Longer Lives Hit Companies With Pension Plans Hard

Longer Lives Hit Companies With Pension Plans Hard

Firms’ balance sheets will have to reflect higher costs
Business

By Michael Rapoport
michael.rapoport@wsj.com
@rapoportwsj
Facebook: michael.rapoport.7

Feb. 23, 2015 8:49 p.m. ET

When General Motors Co.’s pension plan took a big hit earlier this month, it joined hundreds of companies facing growing pension shortfalls as Americans keep living longer.

Longevity has a downside for those paying the bills, and the higher costs now have to be reflected on corporate balance sheets because of new mortality estimates released in October. ... In its first revision of mortality assumptions since 2000, the Society of Actuaries estimated the average 65-year-old man today will live 86.6 years, up from the 84.6 it estimated a decade and a half ago. The average 65-year-old woman will live 88.8 years, up from 86.4.
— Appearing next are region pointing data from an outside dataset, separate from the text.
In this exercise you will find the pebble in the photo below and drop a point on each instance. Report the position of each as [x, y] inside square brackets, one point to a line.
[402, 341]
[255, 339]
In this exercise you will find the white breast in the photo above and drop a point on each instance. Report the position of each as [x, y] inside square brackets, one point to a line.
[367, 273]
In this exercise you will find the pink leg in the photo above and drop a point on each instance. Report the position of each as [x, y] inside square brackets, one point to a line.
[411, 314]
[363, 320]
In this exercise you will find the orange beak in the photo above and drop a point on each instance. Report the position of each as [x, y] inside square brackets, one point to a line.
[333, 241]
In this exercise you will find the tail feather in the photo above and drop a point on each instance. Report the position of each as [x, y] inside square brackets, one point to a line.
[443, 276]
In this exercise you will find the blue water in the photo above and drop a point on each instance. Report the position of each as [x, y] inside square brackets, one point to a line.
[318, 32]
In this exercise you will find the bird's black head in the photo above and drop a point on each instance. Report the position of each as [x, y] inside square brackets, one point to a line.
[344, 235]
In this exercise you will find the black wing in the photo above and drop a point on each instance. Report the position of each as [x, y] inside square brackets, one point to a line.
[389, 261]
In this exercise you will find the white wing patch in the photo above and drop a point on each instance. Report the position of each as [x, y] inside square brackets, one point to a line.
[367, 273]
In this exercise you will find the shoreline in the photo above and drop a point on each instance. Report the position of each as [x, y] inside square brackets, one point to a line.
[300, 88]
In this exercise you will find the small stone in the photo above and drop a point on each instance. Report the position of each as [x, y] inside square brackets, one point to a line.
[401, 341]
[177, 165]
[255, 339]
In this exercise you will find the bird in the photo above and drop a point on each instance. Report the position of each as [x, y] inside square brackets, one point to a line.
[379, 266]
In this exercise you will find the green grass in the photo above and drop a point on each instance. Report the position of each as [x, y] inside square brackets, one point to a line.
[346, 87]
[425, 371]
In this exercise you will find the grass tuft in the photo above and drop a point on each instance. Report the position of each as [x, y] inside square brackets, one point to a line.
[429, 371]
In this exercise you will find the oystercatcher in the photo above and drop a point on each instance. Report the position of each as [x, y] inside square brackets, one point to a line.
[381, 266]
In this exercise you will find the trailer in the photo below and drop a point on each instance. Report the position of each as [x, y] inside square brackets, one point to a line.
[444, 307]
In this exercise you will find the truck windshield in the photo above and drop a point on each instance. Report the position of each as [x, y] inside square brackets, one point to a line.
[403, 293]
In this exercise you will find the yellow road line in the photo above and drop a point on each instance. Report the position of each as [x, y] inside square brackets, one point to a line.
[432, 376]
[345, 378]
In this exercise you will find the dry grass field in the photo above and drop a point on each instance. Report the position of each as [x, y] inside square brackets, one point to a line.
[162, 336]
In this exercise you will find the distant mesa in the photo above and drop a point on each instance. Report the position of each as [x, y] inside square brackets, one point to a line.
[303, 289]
The new estimates won’t affect many U.S. companies, which long ago shifted their employees to defined-contribution plans like 401(k)s, which leave workers on their own after retirement. But they are hitting other big companies with defined-benefit plans that have to make payments to some former employees for as long as they live. The changes may also prompt more companies to take steps to reduce the risks associated with their pension plans, experts say.

When GM announced fourth-quarter earnings Feb. 4, it said the mortality changes had caused the funding of its U.S. pension plans to fall short by an additional $2.2 billion and contributed to significant pension losses that will be filtered into its earnings over a period of years.